When I really think about this exchange, she was saying “girl you’re just getting started, brace yourself”
I should have braced.
Being a stepmom is hard.
It tests you in ways you never predicted.
The emotions you feel can suck the life out of you.
The lack of control over so many things that impact your life and the people you care about, can make you questions a lot of things
I have gone through many stages of stepmom life.
All in, disengaged, wine with the ex, awkward silences at the arena, pushing for positive co-parenting relationship, drafting notes for the lawyers. I’ve done it all. I’ve tried it all.
I’ve had to pivot based on circumstances outside of my control.
To say it’s been an emotional rollercoaster is an understatement.
What phase am I in now?
I’m in the “I am my husband’s wife” phase.
He has three kids. They are my stepkids but right now, I am not their parent. My role ranges from “cool aunt” to “evil stepmom” – depending on what kid you ask.
They have a mom and they have a dad – I am a bonus on the side (or not, again, depending on who you ask)
My job right now is to support my husband.
My job is to be there for our little girl.
My job (literally) is to share my experiences with you.
As I type, I question whether I share this on my blog or if it’s better suited it for my private community. It’s pretty vulnerable. I may get backlash. Can I actually say this out loud?
While moms are encouraged to keep it real, stepmoms are not. Which is the reason I started that community in the first place.
The hardest part for me, especially right now, is grieving the loss of the family I thought I would have.
I went into this with the best of intentions. Going all in. Doing all the things.
I wanted our stepfamily to function like a first family – at least on our “weeks on”.
Sometimes it has felt like that – but more and more it does not.
Maybe that’s how it goes with teenagers?
Maybe I’ve had my head up my ass this whole time. I don’t know?
Either way I’m learning to be okay with it.
This is what my family needs right now. This is the phase we are in.
If you’re reading this with the same judgement I use to have when I read articles from stepmoms who were in a similar place – I get it. I was there too. I never thought I would be here.

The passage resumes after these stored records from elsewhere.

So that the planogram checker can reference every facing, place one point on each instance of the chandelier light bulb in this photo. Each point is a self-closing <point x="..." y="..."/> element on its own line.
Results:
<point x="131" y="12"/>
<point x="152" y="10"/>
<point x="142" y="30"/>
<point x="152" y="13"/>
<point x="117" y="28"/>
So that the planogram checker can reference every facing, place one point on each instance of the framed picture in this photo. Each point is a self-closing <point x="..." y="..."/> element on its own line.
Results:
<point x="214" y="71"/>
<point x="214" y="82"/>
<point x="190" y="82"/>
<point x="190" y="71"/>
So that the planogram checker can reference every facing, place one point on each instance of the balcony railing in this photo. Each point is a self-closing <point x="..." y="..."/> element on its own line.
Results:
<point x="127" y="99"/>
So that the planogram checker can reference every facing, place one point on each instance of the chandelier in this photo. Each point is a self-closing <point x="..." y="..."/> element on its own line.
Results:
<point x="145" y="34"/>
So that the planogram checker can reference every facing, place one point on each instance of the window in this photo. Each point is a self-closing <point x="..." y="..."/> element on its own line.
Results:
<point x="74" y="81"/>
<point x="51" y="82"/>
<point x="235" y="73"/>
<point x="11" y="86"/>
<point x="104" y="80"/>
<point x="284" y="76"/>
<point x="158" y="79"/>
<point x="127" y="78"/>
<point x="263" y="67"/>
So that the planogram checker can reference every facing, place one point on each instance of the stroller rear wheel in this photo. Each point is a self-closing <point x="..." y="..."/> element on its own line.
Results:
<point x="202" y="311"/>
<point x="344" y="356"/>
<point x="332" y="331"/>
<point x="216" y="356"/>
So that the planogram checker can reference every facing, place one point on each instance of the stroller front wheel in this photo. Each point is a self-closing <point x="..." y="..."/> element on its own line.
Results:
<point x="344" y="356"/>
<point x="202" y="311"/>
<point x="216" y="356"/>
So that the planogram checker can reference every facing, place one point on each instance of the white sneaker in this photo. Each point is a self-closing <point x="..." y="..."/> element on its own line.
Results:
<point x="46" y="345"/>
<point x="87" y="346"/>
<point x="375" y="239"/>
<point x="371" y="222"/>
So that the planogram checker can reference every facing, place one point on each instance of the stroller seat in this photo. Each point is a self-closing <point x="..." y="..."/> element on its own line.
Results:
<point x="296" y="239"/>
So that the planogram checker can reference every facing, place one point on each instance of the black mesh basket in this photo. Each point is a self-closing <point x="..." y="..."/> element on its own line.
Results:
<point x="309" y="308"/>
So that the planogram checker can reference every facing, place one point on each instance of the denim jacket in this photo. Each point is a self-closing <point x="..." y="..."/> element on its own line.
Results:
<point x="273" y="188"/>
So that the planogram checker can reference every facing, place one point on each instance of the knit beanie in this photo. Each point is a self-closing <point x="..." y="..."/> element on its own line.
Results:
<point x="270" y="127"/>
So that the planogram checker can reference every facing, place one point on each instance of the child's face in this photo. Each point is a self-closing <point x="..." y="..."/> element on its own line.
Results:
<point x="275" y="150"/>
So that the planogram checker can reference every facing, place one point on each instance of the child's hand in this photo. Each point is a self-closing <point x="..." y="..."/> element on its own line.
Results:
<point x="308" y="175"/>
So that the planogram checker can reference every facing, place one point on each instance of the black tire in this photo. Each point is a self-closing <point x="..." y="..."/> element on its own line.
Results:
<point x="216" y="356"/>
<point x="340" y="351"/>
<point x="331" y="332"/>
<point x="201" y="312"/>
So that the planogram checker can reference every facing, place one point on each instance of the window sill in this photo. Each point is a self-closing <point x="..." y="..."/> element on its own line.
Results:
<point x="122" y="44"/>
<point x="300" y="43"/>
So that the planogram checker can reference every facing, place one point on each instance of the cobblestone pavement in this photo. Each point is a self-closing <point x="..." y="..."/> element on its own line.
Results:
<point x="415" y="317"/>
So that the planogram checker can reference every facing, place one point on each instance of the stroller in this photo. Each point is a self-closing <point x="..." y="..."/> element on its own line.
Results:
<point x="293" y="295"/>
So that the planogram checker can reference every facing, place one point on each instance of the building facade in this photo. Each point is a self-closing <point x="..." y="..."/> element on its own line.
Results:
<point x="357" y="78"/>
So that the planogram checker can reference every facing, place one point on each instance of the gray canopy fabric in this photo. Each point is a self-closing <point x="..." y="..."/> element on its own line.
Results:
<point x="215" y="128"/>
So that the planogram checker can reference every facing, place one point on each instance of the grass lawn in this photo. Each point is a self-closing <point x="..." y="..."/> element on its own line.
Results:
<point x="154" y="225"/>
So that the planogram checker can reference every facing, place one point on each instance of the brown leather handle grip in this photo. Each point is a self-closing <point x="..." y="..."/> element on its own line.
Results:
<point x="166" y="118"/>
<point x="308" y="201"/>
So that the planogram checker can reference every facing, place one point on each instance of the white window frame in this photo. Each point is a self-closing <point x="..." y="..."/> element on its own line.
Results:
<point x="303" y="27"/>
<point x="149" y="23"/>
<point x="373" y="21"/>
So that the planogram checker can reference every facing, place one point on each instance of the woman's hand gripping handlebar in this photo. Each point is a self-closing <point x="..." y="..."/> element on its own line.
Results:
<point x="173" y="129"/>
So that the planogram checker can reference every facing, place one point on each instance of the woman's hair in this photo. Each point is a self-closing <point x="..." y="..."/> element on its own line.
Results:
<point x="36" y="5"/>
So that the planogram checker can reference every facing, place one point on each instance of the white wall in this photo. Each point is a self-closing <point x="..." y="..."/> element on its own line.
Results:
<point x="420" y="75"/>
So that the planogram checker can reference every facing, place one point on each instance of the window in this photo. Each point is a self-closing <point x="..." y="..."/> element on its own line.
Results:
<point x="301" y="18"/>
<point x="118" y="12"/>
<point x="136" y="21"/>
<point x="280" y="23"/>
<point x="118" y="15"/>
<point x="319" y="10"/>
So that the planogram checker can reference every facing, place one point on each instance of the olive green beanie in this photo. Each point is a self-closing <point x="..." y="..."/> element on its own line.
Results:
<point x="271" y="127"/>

HERE’S WHAT YOU NEED TO REMEMBER
1. There is no one size fits all approach to stepfamily life. What works for one stepfamily may not work for another.
2. What work for your stepfamily right now, may not work three years from now. Things can change, really quickly. You don’t know what you don’t know.
3. There are so many contributing factors and so many things that are outside of your control – the only thing you can count on is that you will have curve balls thrown your way. Lots of them.